Well, Friday I was to meet with Rich to sign the divorce papers, and get everything notarized. Some might think of it as a "bad" thing, however I see it as a real start to the divorce proceedings. Which is also a fresh start for me.

I have learned through all of my reflections that you should never change for anyone, be happy with yourself and if others cannot accept that then they are not worth your time. I have also learned alot about myself, my likes and dislikes in a partner, what I put up with in this marriage and will never do again, life is a blessing so enjoy it and do everything to smile and make the ones you love smile too. I have learned alot of other things, but I will not get into all of that ;-) .

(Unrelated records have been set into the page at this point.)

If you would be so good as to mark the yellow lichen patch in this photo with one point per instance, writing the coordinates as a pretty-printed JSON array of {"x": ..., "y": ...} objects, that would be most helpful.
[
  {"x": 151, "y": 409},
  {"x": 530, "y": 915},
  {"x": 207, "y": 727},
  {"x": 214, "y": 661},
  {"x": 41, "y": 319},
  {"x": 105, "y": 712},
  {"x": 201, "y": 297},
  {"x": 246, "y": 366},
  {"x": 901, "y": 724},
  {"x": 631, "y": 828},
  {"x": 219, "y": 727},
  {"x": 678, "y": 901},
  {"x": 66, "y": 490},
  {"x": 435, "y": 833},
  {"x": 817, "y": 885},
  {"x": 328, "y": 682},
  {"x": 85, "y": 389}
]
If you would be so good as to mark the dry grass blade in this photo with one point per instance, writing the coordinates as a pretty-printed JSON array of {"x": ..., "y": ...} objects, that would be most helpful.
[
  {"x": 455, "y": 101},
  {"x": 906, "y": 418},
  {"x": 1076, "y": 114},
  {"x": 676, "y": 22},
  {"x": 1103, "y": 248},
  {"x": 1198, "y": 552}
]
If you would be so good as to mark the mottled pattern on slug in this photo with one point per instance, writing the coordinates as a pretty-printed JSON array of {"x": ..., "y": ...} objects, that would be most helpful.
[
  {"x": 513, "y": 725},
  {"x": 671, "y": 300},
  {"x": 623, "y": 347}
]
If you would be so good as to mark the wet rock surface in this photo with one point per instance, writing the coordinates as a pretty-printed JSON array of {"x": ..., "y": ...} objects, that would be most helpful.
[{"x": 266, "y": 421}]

And of course, for the "event" I got all dolled up and looking gorgeous just to rub it in a little how well I am doing without him, and how happy I really am. And make him think, WOW I AM AN IDIOT! Because, truthfully, he is. I am a catch, and he is going to have to live without me for the rest of his life!

Well, anyways he bailed. Not the first time, and boy did it piss me off. I have been nothing but pleasant and easy to deal with for all of this... up until Friday.

I gave him a piece of my mind, and I am pretty sure I got the message across that this is HIS divorce and he needs to get his act together to make it happen. If he didn't want it, he shouldn't have asked for it. Not only that, I am done being agreeable and working around his schedule/location/etc. At this stage it is all a big inconvenience for me and I am not going to inconvenience myself further to make the divorce easy on him. Because he most certainly didn't think of me when he asked for it in the first place.

So I have rescheduled everything for Wednesday, at a location of my choice, the time I want it, etc. If it doesn't happen Wednesday, he can forget about me cooperating for anything. This is all getting old, and fast.

Well, Off to work I am, have a lovely day.